September 5 – Review

Worth seeing: as a behind-the-scenes telling of the unravelling of an often-revisited tale of a terrorist attack on Israeli athletes at the Munich Olympics
Director:Tim Fehlbaum
Featuring:John Magaro, Peter Sarsgaard, Ben Chaplin, Benjamin Walker, Corey Johnson, Daniel Adeosun, Jeff Book, Leonie Benesch, Marcus Rutherford, Rony Herman, Zinedine Soualem
Length:95 minutes
Certificate:15
Country:Germany, US
Released:6th February 2025

WHAT’S IT ABOUT?

One day in September, 1972, during a cigarette break, some of the ABC Sports team covering the Munich Olympics hear what sound like gunshots.

As they scramble around to try to find out what’s going on, their German translator Marianne Gebhardt (Leonie Benesch) starts monitoring German TV channels – and police radio – while the studio director Geoffrey Mason (John Magaro) wakes up the boss, Roone Arledge (Peter Saarsgaard).

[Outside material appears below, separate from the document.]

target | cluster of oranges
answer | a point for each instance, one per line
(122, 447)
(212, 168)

It turns out that Palestinian terrorists, belonging to the Black September group, have burst into the Israeli team headquarters and kidnapped 11 people – to try to use them as leverage to demand the release of Palestinian prisoners from Israeli jails.

With ABC Sports currently in control of the only satellite feed out of Munich – the responsibility of reporting one of the most significant news events of the era falls on this inexperienced group of sports journalists.

WHAT’S IT LIKE?

In more than 50 years since the 1972 Summer Olympics were blighted by the horrific terror attack on Israeli team members, the story has been revisited several times on screen – most notably in Kevin Macdonalds Oscar-winning documentary, One Day In September, and Steven Spielbergs Munich, which covered the events after the attack, as Israel sought justice.

This time, the Swiss writer and director, Tim Fehlbaum, takes a different approach again, telling the full story of the hostage crisis – but from the perspective of a group of American sports journalists, who don‘t yet know what’s going on themselves.

We viewers learn the details of the unfolding drama at the same time as the journalists, who‘ve previously reported on nothing more dramatic than the 100m sprint final or the Superbowl – dramatic, perhaps, but arguably with fewer geopolitical consequences. They quickly have to learn the responsibilities of their colleagues in news, having to balance what they know with what is appropriate to pass on to their audiences – what if a hostage is shot while they are broadcasting live pictures? What if the kidnappers are watching their coverage? What if they get something wrong? They’re not dealing with points, goals or touch-downs now – they’re dealing with lives.

The control room drama – as it ratchets up from just trying to get the best live pictures, to keeping the satellite feed and trying to find relatives of the hostages to interview – adds a touch of the James L Brooks classic Broadcast News into the mix and it‘s an effective touch that Fehlbaum has his characters interact with archive footage of the ABC Sports legend Jim McKay, for added authenticity.

Fehlbaum’s Oscar-nominated screenplay, the claustrophobic mise-en-scene and taut performances add up to a tense and revealing thriller – but there’s the added element of its timely release; a film about Palestinian militants taking a group of Israelis to try to exchange them for Palestinian prisoners in Israeli jails, in the full glare of the international media, being released even as Palestinian militants are releasing Israeli hostages, in exchange for Palestinians being held in Israeli jails.

One of the members of the sports team is Jewish and another is an Arab Muslim – and it touches on the notion of whether referring to the Black September group as terrorists is acceptable – but most of the politics is reserved for the German government’s attitude to providing armed security at the Games; less than three decades after the liberation of the Nazi concentration camps, Germany didn’t want to be seen as militarily heavy handed; it was as if they had just left the door open and put up a sign saying “Come on in!”

There is also the reticence of the Olympic Games organisers to stop the competition, even when what is going on becomes clear. And then there is the office politics, as the ABC Sports boss fights his corner to stop news journalists, back in the US, taking control of the coverage. When one of his colleagues warns him of the dangers of dipping his toe in the news pool, he insists, “It’s not about politics – it’s about emotions.”

But as for parallels with modern politics, Fehlbaum is – perhaps – wise enough to steer clear. Despite the fact that most of the work on the film pre-dates the 7th October attacks by Hamas, that’s not what his story is about – this film celebrates the first live TV coverage of a major hostage situation – produced by a group of sports experts, who were way out of their depth. I don’t know about the athletes – but they deserved a medal.